Confesso che ho un po’ paura, paura di quello che succederà quando le persone si sentiranno libere di muoversi, di andare in giro, di incontrassi.
Fino ad ora sono vissuta in una specie di bolla, ancorata nel paese di Vattelappesca, un paese immaginario e un po’ distopico, però protetto, difeso da muri invisibili che impediscono l’entrata del virus coronato. Un re dei virus, una piccola particella che si è proclamata padrona del mondo.
Si ricorderanno le persone che devono ancora stare distanti? che si devono ancora lavare le mani? che non possono uscire senza mascherine, per proteggere gli altri?
È strana questa cosa: io metto la mascherina per proteggere te e u metti la mascherina per proteggere me.

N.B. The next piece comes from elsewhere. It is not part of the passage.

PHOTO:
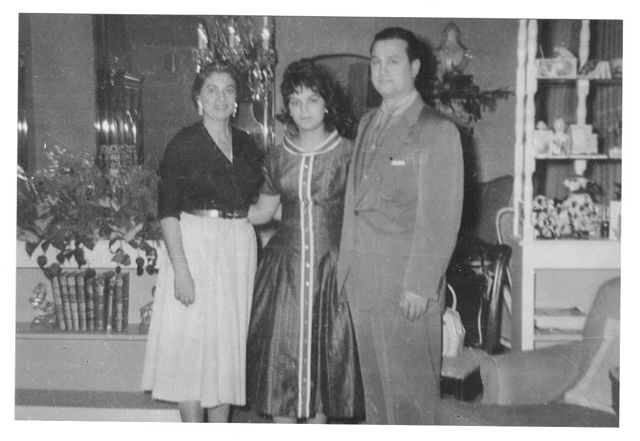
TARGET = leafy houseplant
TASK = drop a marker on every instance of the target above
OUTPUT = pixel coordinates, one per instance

È un salvataggio reciproco, che non bisogna mai dimenticare, solo così il batuffolo della malattia riuscirà a stare fuori dal mio corpo.

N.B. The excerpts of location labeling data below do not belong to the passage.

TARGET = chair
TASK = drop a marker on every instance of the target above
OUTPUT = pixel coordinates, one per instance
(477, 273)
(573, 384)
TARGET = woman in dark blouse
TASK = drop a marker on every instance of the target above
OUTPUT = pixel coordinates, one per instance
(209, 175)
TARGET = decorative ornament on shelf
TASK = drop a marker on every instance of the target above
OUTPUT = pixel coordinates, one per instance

Ehi, qui ce ne’è già un altro, non c’è posto per te, stai alla larga, persone senza mascherina state alla larga.
Per questo ho paura, perché portare la mascherina è faticoso, non si respira bene e allora quasi tutti la mettono male, o troppo su o troppo giù, e le mani nessuno se le lava quando esce, ma solo quando rientra a casa; perché si sta sempre troppo vicini, perché non ci si fa caso, perché è nella nostra natura accostarsi alle persone a cui vogliamo bene.
Ma ho paura, ancora troppi morti, ancora troppi malati, ancora troppo di tutto.
L’ignoto fa paura, non serve avere coraggio, occorre prudenza, occorre stare sempre all’erta, proteggersi, diffidare…
Stamattina all’ospedale mi è sembrato che ci fossero ancora più controlli, ancora più protezioni, camici usa getta, maschere, visiere, guanti e il nome di una infermiera scritto col pennarello per poterla riconoscere. Domani sono di nuovo là, spero di essere protetta mentre sono dentro, spero di essere al sicuro, ma sarà poi così.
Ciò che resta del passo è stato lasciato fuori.